I walked over to the half-curtained window and looked out. Grantland’s Jaguar was parked in the paved lot. Back of the lot, a dirt lane ran parallel with the street. I turned back to Grantland: “You say he took your gun?”

“Yes, but I didn’t know it at the time. It wasn’t exactly my gun, either. I’d practically forgotten it existed. I didn’t even think of it till I found it in the greenhouse beside poor Jerry’s body. Then I couldn’t be sure it was the same one, I’m no expert on guns. So I waited until I got back here this afternoon, and had a chance to check the drawer of my desk. When I found it gone I got in touch with the sheriff’s department right away – much as I hated to do it.”

“Why did you hate to do it?”

“Because I’m fond of the boy. He used to be my patient. You’d hardly expect me to get a kick out of proving that he’s a murderer.”

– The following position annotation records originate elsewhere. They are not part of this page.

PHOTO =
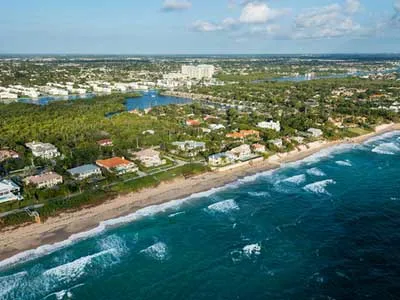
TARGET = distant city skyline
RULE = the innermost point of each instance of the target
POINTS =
(156, 27)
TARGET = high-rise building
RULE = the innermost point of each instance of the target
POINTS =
(198, 72)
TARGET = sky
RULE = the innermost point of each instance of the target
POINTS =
(199, 26)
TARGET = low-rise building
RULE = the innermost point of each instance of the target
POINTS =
(43, 150)
(298, 139)
(258, 148)
(105, 143)
(241, 152)
(192, 148)
(276, 142)
(8, 154)
(85, 171)
(216, 126)
(221, 159)
(316, 133)
(45, 180)
(243, 134)
(192, 122)
(9, 191)
(270, 125)
(150, 158)
(118, 165)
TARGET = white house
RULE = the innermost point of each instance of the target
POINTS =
(241, 152)
(43, 150)
(314, 132)
(150, 158)
(258, 148)
(9, 191)
(192, 147)
(270, 125)
(276, 142)
(216, 126)
(45, 180)
(85, 171)
(221, 159)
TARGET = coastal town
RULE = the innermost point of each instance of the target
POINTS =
(84, 145)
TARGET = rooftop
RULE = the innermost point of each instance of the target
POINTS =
(113, 162)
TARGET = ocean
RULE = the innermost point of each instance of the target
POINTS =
(326, 227)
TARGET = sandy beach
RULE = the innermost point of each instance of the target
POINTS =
(55, 229)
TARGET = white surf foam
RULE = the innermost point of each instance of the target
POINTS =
(387, 149)
(344, 163)
(323, 154)
(76, 269)
(114, 243)
(297, 179)
(48, 249)
(259, 194)
(384, 136)
(224, 206)
(253, 249)
(158, 251)
(315, 172)
(176, 214)
(10, 282)
(319, 187)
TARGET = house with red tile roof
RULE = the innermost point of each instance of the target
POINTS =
(118, 165)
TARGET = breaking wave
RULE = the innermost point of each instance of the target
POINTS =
(387, 149)
(76, 269)
(319, 187)
(344, 163)
(298, 179)
(158, 251)
(259, 194)
(11, 282)
(224, 206)
(253, 249)
(316, 172)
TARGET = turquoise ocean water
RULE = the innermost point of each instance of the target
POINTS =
(323, 228)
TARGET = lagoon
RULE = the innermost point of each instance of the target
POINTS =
(151, 99)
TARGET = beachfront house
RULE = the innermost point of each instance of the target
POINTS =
(216, 126)
(315, 133)
(192, 123)
(85, 171)
(8, 154)
(9, 191)
(105, 143)
(242, 152)
(221, 159)
(276, 142)
(298, 139)
(43, 150)
(270, 125)
(118, 165)
(191, 148)
(45, 180)
(258, 148)
(242, 134)
(150, 158)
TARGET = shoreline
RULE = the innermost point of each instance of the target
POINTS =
(14, 241)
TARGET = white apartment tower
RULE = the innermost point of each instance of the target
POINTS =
(198, 72)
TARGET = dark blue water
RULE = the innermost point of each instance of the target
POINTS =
(151, 99)
(325, 228)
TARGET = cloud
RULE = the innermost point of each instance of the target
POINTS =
(352, 6)
(396, 5)
(205, 26)
(329, 21)
(176, 5)
(258, 13)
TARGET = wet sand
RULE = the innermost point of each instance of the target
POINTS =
(59, 228)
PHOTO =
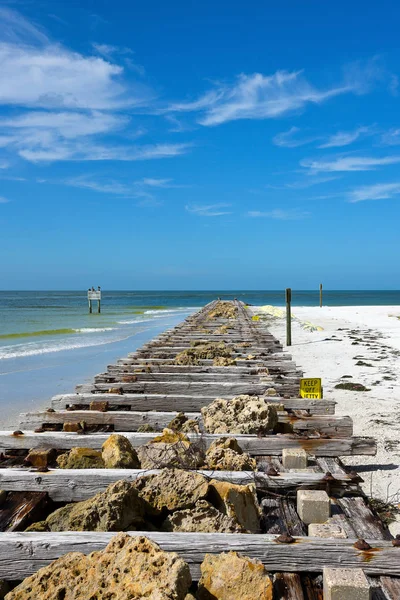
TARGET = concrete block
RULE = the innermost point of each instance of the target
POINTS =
(313, 506)
(292, 458)
(345, 584)
(326, 530)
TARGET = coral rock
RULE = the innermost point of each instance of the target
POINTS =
(243, 414)
(203, 517)
(118, 508)
(129, 567)
(230, 576)
(171, 449)
(225, 454)
(81, 458)
(41, 457)
(170, 490)
(236, 501)
(118, 453)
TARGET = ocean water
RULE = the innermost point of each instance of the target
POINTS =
(38, 323)
(49, 342)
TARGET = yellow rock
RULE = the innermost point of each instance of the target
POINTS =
(81, 458)
(129, 567)
(230, 576)
(237, 501)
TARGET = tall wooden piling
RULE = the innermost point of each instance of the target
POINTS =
(94, 295)
(288, 295)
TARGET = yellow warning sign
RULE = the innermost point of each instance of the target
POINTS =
(311, 388)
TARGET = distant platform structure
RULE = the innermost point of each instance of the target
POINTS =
(96, 296)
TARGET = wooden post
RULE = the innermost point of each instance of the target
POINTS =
(288, 295)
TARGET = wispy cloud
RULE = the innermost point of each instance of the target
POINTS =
(279, 214)
(210, 210)
(290, 139)
(15, 28)
(348, 163)
(258, 96)
(135, 189)
(345, 138)
(379, 191)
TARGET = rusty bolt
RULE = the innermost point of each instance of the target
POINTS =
(285, 538)
(362, 545)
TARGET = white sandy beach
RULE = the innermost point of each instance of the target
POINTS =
(370, 334)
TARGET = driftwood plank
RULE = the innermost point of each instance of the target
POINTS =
(182, 402)
(272, 444)
(73, 485)
(22, 554)
(336, 426)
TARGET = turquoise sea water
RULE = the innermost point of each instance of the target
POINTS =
(35, 323)
(49, 342)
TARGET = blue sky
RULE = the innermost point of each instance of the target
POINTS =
(199, 145)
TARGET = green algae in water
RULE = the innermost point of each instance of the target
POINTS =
(10, 336)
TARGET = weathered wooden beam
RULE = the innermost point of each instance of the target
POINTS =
(194, 388)
(73, 485)
(259, 446)
(22, 554)
(182, 402)
(337, 426)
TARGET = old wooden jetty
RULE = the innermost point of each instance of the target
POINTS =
(146, 390)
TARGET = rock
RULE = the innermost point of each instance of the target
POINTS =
(222, 361)
(129, 567)
(146, 428)
(170, 490)
(41, 457)
(230, 576)
(243, 414)
(225, 454)
(237, 501)
(71, 427)
(118, 508)
(171, 449)
(223, 309)
(101, 406)
(202, 350)
(4, 589)
(118, 453)
(81, 458)
(203, 517)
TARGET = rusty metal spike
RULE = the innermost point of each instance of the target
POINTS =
(362, 545)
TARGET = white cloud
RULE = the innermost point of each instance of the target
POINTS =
(90, 151)
(379, 191)
(288, 139)
(279, 214)
(53, 77)
(65, 124)
(344, 138)
(152, 182)
(348, 163)
(258, 96)
(210, 210)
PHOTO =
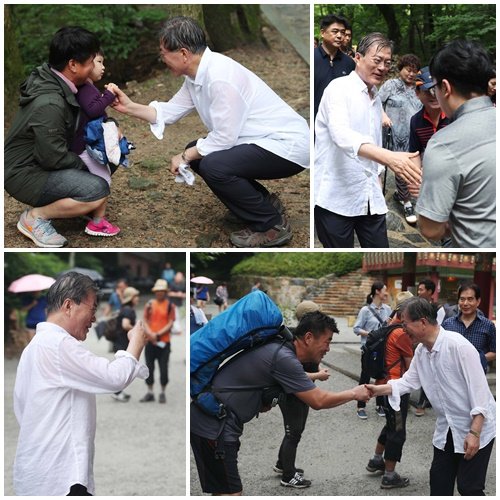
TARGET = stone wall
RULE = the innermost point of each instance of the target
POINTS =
(286, 292)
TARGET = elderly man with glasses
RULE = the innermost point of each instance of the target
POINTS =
(447, 367)
(54, 395)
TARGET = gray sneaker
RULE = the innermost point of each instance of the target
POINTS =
(396, 482)
(375, 465)
(274, 237)
(40, 231)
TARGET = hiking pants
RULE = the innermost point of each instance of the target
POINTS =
(231, 174)
(152, 353)
(294, 413)
(393, 434)
(364, 378)
(337, 231)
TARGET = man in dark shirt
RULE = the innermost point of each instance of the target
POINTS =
(477, 329)
(329, 60)
(426, 122)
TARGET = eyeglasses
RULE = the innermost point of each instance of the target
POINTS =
(470, 300)
(377, 61)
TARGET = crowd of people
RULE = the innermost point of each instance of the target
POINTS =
(441, 350)
(366, 122)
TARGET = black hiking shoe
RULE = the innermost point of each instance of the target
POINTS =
(279, 469)
(296, 481)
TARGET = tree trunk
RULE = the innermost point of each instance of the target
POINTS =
(13, 68)
(230, 26)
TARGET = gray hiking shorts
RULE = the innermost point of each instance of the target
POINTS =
(79, 185)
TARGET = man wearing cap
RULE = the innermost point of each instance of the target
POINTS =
(126, 320)
(330, 62)
(159, 316)
(54, 395)
(426, 122)
(389, 447)
(458, 192)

“You’ve proved that, have you?”

“You’re supposed to be a detective. Can you think of any other hypothesis?”

I could, but I kept it to myself. Grantland said: “I can understand your feeling let down. Ostervelt told me you’re representing poor Carl, but don’t take it too hard, old man. They’ll take his mental condition into account. I’ll see to it personally that they do.”

I wasn’t as sad as I looked. Not that I was happy about the case. Every time I moved, I picked up another link in the evidence against my client. But this happened with such clockwork regularity that I was getting used to it and beginning to discount it. Besides, I was encouraged by the firm and lasting faith which I was developing in Dr. Grantland’s lack of integrity.